There is a specific kind of satisfaction that comes from watching an idea you had in a hallway conversation turn into a funded product. It has happened enough times now that I have started treating it less as coincidence and more as signal.

Two years ago, I was talking with Thejpal Ramannagri about memory in AI systems. The argument was simple: long-term memory is not something a user should be managing. The agent should own it, evolve it, and improve it without prompting. Today, Hermes Agent is gaining traction almost entirely because of this self-improving memory layer. The idea was not novel because it was clever. It was obvious if you were thinking about what agents actually needed to be useful.

Around the same time, Yash Makkar wanted to build a tool that turned codebases into visual graphs for developer onboarding. While discussing Hybrid GraphRAG with Neo4j, we landed on something important: codebase data is semi-structured. An LLM processing an entire codebase into a knowledge base is expensive and often unnecessary. Agents navigating files through search, grep, and glob patterns are cheaper and more accurate for discovery tasks. Claude Code ships exactly this behaviour. Not a coincidence. Just physics.

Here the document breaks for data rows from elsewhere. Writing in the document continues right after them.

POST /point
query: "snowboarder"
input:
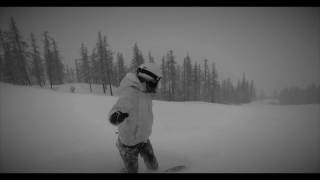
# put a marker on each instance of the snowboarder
(133, 116)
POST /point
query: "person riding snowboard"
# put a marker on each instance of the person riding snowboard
(132, 114)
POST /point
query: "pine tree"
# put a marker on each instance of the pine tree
(9, 62)
(57, 64)
(206, 81)
(171, 74)
(19, 52)
(151, 58)
(214, 84)
(101, 57)
(85, 66)
(48, 55)
(120, 67)
(137, 58)
(37, 66)
(109, 63)
(164, 78)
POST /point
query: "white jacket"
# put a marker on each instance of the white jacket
(132, 100)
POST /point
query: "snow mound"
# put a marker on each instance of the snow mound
(50, 131)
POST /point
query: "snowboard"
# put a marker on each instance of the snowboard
(174, 169)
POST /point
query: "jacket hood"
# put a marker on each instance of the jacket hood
(130, 80)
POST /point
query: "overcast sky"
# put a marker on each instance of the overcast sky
(276, 47)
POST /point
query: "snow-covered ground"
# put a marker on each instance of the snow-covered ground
(51, 131)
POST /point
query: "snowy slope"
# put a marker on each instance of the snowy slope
(49, 131)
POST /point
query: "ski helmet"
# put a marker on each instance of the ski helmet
(149, 72)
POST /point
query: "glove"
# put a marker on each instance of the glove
(118, 117)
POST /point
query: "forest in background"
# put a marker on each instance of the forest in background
(21, 63)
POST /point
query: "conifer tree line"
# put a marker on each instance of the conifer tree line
(193, 80)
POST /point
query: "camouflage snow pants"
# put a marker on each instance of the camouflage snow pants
(129, 155)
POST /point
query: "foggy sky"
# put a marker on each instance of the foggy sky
(276, 47)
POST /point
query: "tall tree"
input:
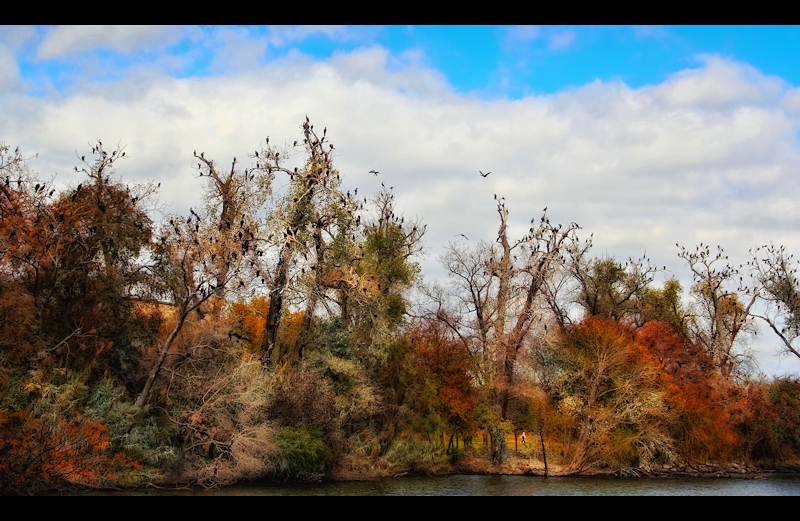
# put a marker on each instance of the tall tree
(503, 296)
(774, 272)
(720, 316)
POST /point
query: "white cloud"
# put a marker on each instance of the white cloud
(65, 40)
(710, 154)
(9, 71)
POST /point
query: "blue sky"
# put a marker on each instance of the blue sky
(490, 61)
(645, 136)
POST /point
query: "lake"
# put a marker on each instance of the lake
(463, 485)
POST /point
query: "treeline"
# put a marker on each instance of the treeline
(271, 334)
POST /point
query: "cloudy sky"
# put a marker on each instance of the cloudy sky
(645, 136)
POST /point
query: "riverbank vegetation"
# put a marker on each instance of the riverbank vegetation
(272, 334)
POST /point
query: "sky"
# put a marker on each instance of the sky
(646, 136)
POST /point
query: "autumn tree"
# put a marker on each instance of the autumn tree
(75, 261)
(194, 259)
(606, 382)
(775, 274)
(499, 287)
(720, 315)
(293, 225)
(233, 197)
(610, 289)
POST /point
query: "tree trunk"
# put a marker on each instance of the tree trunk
(151, 378)
(544, 451)
(275, 308)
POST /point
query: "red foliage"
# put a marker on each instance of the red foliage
(38, 454)
(443, 365)
(699, 400)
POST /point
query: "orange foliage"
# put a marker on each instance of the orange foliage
(252, 317)
(443, 364)
(38, 454)
(699, 400)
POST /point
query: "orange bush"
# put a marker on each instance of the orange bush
(37, 454)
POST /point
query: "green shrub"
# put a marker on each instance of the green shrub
(302, 453)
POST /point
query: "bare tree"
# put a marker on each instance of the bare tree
(775, 274)
(500, 285)
(721, 317)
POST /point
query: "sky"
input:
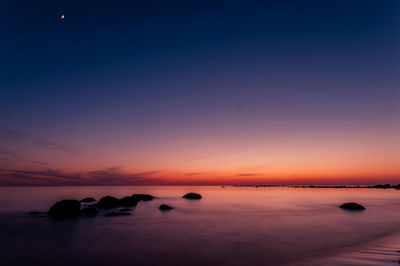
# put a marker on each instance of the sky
(199, 92)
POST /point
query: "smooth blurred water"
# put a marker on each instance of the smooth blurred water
(229, 226)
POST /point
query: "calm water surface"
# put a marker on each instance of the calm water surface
(229, 226)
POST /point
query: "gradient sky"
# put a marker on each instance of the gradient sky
(199, 92)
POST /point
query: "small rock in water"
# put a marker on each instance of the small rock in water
(165, 207)
(144, 197)
(124, 210)
(352, 206)
(192, 196)
(88, 200)
(91, 210)
(65, 209)
(107, 202)
(116, 213)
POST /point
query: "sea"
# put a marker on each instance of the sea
(228, 226)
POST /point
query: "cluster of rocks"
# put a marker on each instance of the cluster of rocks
(117, 207)
(120, 207)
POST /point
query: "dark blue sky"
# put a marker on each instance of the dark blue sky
(147, 73)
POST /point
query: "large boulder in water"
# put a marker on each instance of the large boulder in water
(65, 209)
(88, 200)
(352, 206)
(192, 196)
(144, 197)
(165, 207)
(107, 203)
(91, 210)
(127, 202)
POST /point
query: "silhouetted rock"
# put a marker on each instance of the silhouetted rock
(192, 196)
(382, 186)
(116, 213)
(88, 200)
(144, 197)
(91, 210)
(65, 209)
(165, 207)
(352, 206)
(107, 202)
(124, 210)
(127, 202)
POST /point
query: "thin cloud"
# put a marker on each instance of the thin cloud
(110, 176)
(9, 155)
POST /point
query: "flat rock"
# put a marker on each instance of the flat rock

These two patterns share a common thread: the real unlock was not a better model. It was a better understanding of the problem’s shape.

Which brings me to what I think is the next big one.

The benchmark treadmill

Right now, the AI discourse is stuck in a loop. A new model drops. A new benchmark is cited. Social media fills up with capability demonstrations. Repeat.

tinfoil cat meme template

Nobody is talking about cost per value. OpenClaw, for instance, is doing genuinely interesting work with integrations, but the conversation around it stays focused on what it can do rather than what it costs to do it in production. Nobody is publishing what their agent actually costs to run versus what it is returning. Yes, AI is advancing at a remarkable pace. But for the majority of businesses that are not top-dollar firms with dedicated AI budgets, the unglamorous questions of cost, reliability, and fit are still the ones that determine adoption. The capability gap is shrinking. The integration gap is not.

The actual moat is distribution

Every major SaaS product right now is bolting AI onto its existing ecosystem. Most are gating it behind a higher tier or a separate membership. This is rational short-term pricing behaviour. It is a long-term adoption trap.

Users do not want another tool. They want their existing tools to get smarter. Look at what Anthropic is doing with Claude: rather than building a monolithic suite, they are taking integrations one at a time. Excel, PowerPoint, and now reportedly Blender. Each integration is a new reason for a different user segment to stay. n8n tells the same story from a different angle. It became popular not because it was the most powerful automation tool, but because it became a bridge. Any tool with an API could talk to any other tool. The product did not replace your stack. It connected it. That is why it spread.

n8n-as-a-bridge: source n8n.io

The products that win will be the ones that integrate horizontally across the workflows users already live in, not the ones selling a new suite they have to migrate to. An AI that lives inside Slack, reads your Notion, checks your calendar, and acts on your behalf without requiring you to open a new tab is not just more convenient. It is structurally stickier. The integration is the lock-in. Not the model. Not the interface.

This is why distribution wins. A good-enough model with excellent integrations beats an excellent model with no integrations, every time.

Harness engineering is the name for what this requires

Harness Engineering via X.com

Sources:

The industry has recently started using the term “harness engineering” to describe the discipline of building the systems around an AI model: the constraints, the feedback loops, the integrations, the context pipelines. The model is the horse. The harness is everything that makes it go where you need it to go.

This framing correctly relocates the engineering challenge. Think of it this way: the model is the CPU, the harness is the operating system, and the agent is the application. Nobody buys a computer for the CPU alone. The OS is what makes it useful, and the applications are what make it irreplaceable.

Most agent failures in production are not model failures. They are harness failures: broken state management, missing context, tools that do not connect to the right systems. The bottleneck was never the intelligence. It was the infrastructure around it.

Models are becoming interchangeable faster than anyone predicted. The harness is not. And the most defensible part of any harness will be its integrations, how deeply it is woven into the workflows and data sources that users already depend on.

The teams that figure this out first will not just have better products. They will have products that are genuinely hard to replace.

That is the moat. Not the benchmark. Not the context window. The connections.